Consider a scenario: you’ve written a Lambda function that handles your e-commerce checkout process. The new version includes optimizations to reduce latency. You deploy it using traditional methods, and suddenly 100% of your traffic goes to the new code. Within seconds, you discover a bug that only manifests under specific payment gateway conditions. Now you’re scrambling to revert while customers see errors.

With a gradual rollout strategy, you could have started by routing just 10% of traffic to the new version, monitored it for a few minutes, then incrementally shifted more traffic. The bug would have been caught with minimal customer impact, and you could have rolled back automatically based on CloudWatch alarm thresholds.

This is the power of traffic shifting, and AWS SAM makes implementing it straightforward by managing the underlying CodeDeploy resources for you.

The SAM + CodeDeploy Foundation#

When you configure SAM to use CodeDeploy for Lambda deployments, you’re instructing SAM to create a CodeDeploy application and deployment group that orchestrates traffic shifting between Lambda versions. Rather than updating your Lambda function’s alias to point directly to a new version, SAM leverages CodeDeploy’s hooks to gradually shift traffic based on a predefined strategy.

The key to understanding this integration is recognizing that SAM acts as a template generator. You specify your deployment preferences in the SAM template using simple configuration, and SAM synthesizes the necessary CloudFormation resources—including the CodeDeploy application, deployment group, and associated IAM roles—during the build and deployment process.

AutoPublishAlias: The Traffic Shifting Enabler#

Before diving into deployment strategies, you need to understand AutoPublishAlias. This is a SAM-specific property that tells SAM to automatically create and manage a Lambda alias that will be updated during deployments.

AWSTemplateFormatVersion: '2010-09-09'
Transform: AWS::Serverless-2010-05-13

Globals:
  Function:
    Timeout: 30
    Runtime: python3.11
    Environment:
      Variables:
        TABLE_NAME: !Ref OrderTable

Resources:
  CheckoutFunction:
    Type: AWS::Serverless::Function
    Properties:
      FunctionName: checkout-processor
      CodeUri: src/
      Handler: app.lambda_handler
      Policies:
        - DynamoDBCrudPolicy:
            TableName: !Ref OrderTable
      AutoPublishAlias: live
      DeploymentPreference:
        Type: Canary10Percent5Minutes
        Alarms:
          - !Ref CheckoutErrorAlarm
        TriggerConfigurations:
          - DeploymentEventFilter:
              TriggerEvents:
                - DeploymentSuccess
                - DeploymentFailure

  CheckoutErrorAlarm:
    Type: AWS::CloudWatch::Alarm
    Properties:
      AlarmName: checkout-function-errors
      MetricName: Errors
      Namespace: AWS/Lambda
      Statistic: Sum
      Period: 60
      EvaluationPeriods: 1
      Threshold: 5
      ComparisonOperator: GreaterThanOrEqualToThreshold
      Dimensions:
        - Name: FunctionName
          Value: !Ref CheckoutFunction

  OrderTable:
    Type: AWS::DynamoDB::Table
    Properties:
      TableName: orders
      BillingMode: PAY_PER_REQUEST
      AttributeDefinitions:
        - AttributeName: order_id
          AttributeType: S
      KeySchema:
        - AttributeName: order_id
          KeyType: HASH

In this example, AutoPublishAlias: live tells SAM to create (or manage) a Lambda alias named live. Every time you deploy, SAM uses CodeDeploy to shift traffic from the current version to the new version according to your DeploymentPreference specification.
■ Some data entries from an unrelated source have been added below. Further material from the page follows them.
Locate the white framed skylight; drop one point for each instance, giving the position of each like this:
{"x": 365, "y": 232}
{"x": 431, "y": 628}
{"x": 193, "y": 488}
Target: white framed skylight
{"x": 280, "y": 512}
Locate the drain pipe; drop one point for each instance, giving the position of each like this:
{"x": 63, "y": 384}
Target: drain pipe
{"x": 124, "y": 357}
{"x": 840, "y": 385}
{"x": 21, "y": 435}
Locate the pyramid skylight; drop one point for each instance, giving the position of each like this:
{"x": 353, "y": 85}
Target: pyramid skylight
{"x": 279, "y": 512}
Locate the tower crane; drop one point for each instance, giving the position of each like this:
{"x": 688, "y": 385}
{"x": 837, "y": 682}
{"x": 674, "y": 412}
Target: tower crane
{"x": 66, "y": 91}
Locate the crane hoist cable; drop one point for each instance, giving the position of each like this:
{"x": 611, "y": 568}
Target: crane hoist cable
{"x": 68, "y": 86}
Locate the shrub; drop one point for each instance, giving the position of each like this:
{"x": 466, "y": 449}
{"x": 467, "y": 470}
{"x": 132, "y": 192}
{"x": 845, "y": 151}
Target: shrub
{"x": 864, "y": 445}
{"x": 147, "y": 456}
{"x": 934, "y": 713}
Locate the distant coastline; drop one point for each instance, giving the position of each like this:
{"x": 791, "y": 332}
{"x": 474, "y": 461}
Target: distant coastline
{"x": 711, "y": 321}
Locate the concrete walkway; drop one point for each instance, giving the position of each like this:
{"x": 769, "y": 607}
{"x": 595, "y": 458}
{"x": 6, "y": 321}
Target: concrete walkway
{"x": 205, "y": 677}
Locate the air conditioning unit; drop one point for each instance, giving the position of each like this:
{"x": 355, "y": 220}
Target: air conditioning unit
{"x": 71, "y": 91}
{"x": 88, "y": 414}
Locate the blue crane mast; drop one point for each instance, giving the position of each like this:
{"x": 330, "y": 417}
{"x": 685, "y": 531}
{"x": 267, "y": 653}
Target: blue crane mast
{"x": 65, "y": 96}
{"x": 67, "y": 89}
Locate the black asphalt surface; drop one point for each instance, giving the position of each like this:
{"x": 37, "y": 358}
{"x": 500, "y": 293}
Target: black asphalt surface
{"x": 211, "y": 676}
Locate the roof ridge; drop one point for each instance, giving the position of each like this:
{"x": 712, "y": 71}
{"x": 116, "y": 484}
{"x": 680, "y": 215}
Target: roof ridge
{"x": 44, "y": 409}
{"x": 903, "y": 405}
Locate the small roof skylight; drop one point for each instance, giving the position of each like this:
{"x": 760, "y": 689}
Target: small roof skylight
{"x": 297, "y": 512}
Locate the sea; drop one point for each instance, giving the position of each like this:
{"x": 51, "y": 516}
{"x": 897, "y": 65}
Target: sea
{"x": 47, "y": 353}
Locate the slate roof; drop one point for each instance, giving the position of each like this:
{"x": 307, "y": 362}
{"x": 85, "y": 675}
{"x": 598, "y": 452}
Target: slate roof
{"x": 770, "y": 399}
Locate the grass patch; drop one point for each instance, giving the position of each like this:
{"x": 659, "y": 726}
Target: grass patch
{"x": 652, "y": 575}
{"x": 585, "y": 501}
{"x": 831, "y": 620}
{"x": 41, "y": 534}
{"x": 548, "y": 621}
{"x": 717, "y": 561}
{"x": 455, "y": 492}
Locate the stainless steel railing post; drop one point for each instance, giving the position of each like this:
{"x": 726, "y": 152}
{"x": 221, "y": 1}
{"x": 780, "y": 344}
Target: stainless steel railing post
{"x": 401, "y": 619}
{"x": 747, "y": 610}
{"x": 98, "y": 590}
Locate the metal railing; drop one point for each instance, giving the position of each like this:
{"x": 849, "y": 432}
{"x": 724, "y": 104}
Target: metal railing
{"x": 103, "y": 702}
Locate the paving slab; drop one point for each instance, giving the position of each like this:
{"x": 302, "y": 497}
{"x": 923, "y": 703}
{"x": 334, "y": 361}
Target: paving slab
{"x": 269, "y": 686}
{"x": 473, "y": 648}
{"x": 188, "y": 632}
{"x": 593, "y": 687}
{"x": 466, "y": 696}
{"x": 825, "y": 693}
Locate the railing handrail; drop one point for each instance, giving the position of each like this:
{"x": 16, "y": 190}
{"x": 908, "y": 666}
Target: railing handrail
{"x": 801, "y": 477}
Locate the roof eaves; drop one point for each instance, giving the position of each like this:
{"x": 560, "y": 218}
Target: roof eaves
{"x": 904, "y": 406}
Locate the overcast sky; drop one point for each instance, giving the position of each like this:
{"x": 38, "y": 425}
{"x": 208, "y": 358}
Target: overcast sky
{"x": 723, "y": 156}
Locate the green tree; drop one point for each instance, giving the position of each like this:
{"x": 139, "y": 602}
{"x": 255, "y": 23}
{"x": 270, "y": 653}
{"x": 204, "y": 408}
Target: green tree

Without AutoPublishAlias, you’re deploying the function directly, and the alias (if you’ve created one) isn’t updated by CodeDeploy. With it, you unlock traffic shifting capabilities.

Deployment Preference Strategies#

SAM supports three primary traffic shifting strategies through the DeploymentPreference.Type property: Canary, Linear, and AllAtOnce. Each strategy balances risk differently and suits different deployment scenarios.

Canary Deployments#

A Canary deployment shifts a small percentage of traffic to the new version for a brief period, then—if all is well—shifts the remaining traffic. This strategy gets its name from the historical practice of sending canaries into coal mines to detect hazardous gases before human miners entered.

The configuration Canary10Percent5Minutes means: route 10% of traffic to the new version, wait 5 minutes, then shift the remaining 90% if no alarms have triggered.

DeploymentPreference:
  Type: Canary10Percent5Minutes
  Alarms:
    - !Ref CheckoutErrorAlarm

Why use Canary? It’s ideal when you want rapid validation with minimal blast radius. If your function handles 100 requests per minute, a 10% canary only exposes the new code to about 10 requests. If there’s a problem, you catch it quickly with limited customer impact.

The available canary configurations are:

Canary10Percent5Minutes: 10% of traffic for 5 minutes
Canary10Percent30Minutes: 10% of traffic for 30 minutes
Canary5Percent5Minutes: 5% of traffic for 5 minutes

Choose the variant based on how long you need to observe the new version. If your function has long-running batch jobs, you might need more observation time. If it handles quick synchronous requests, 5 minutes might suffice.

Linear Deployments#

Linear deployments increment traffic to the new version gradually in equal steps over a defined period. Linear10Percent10Minutes increases traffic by 10% every minute for 10 minutes, reaching 100% at the end.

DeploymentPreference:
  Type: Linear10Percent10Minutes
  Alarms:
    - !Ref CheckoutErrorAlarm

Linear deployments are excellent for detecting degradation that emerges gradually rather than catastrophically. If a new version has a memory leak, it won’t show up immediately in a canary; the leak compounds over time. A linear deployment gives the memory usage time to climb, allowing alarms to trigger before all traffic is shifted.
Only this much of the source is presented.